The AI agents market is quickly becoming one of the most important segments in artificial intelligence. What began as a wave of chatbots and copilots is evolving into something much more powerful: software systems that can reason, take actions, automate workflows, and deliver outcomes with less human intervention.
That shift has created a new class of companies focused on AI agents. Some are building customer support agents. Others are creating autonomous assistants for research, legal work, sales enablement, data enrichment, or broader workflow orchestration. What unites them is a common idea: AI should not just answer questions — it should get work done.

The infographic above highlights the top 20 AI agent companies by revenue or annual recurring revenue (ARR) as of May 2024. Together, these businesses show that AI agents are no longer a speculative category. They are already becoming meaningful commercial businesses.
Why Revenue Matters in the AI Agent Market
In fast-moving technology categories, hype often gets more attention than business fundamentals. But revenue tells a more useful story. It shows where customers are willing to pay, where adoption is happening, and which use cases are proving valuable enough to sustain real growth.

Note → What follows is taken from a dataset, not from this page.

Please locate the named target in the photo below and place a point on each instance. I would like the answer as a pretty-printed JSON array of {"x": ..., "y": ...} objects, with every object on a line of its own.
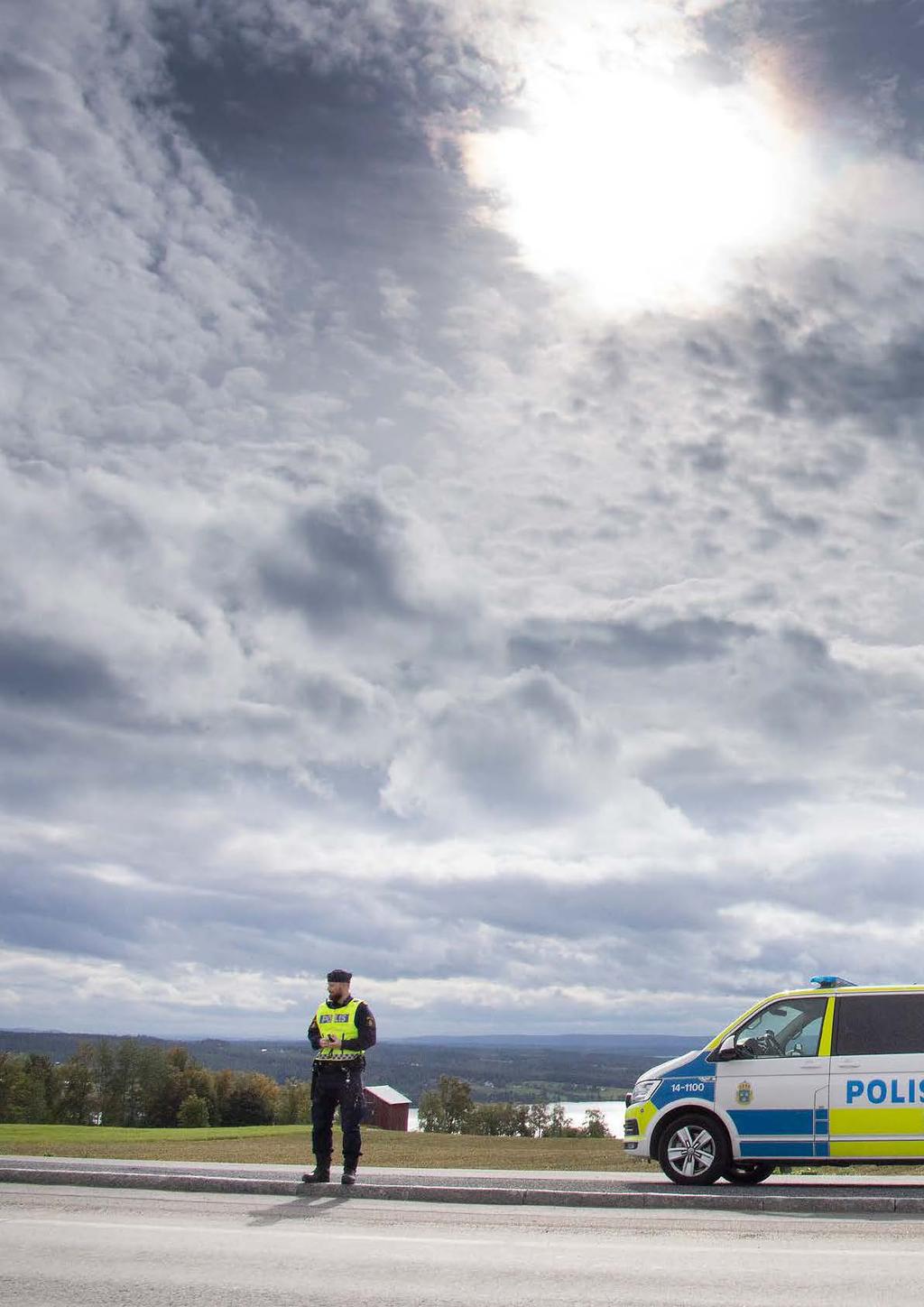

For AI agent companies, revenue is especially important because it reflects more than product interest. It reflects trust. Businesses will only deploy AI agents in meaningful workflows if they believe those systems can deliver consistent value, reduce labor, improve outcomes, or help them scale.
That is why this ranking matters. It does not just show which brands are getting attention. It shows which companies are building products that organizations are already spending money on.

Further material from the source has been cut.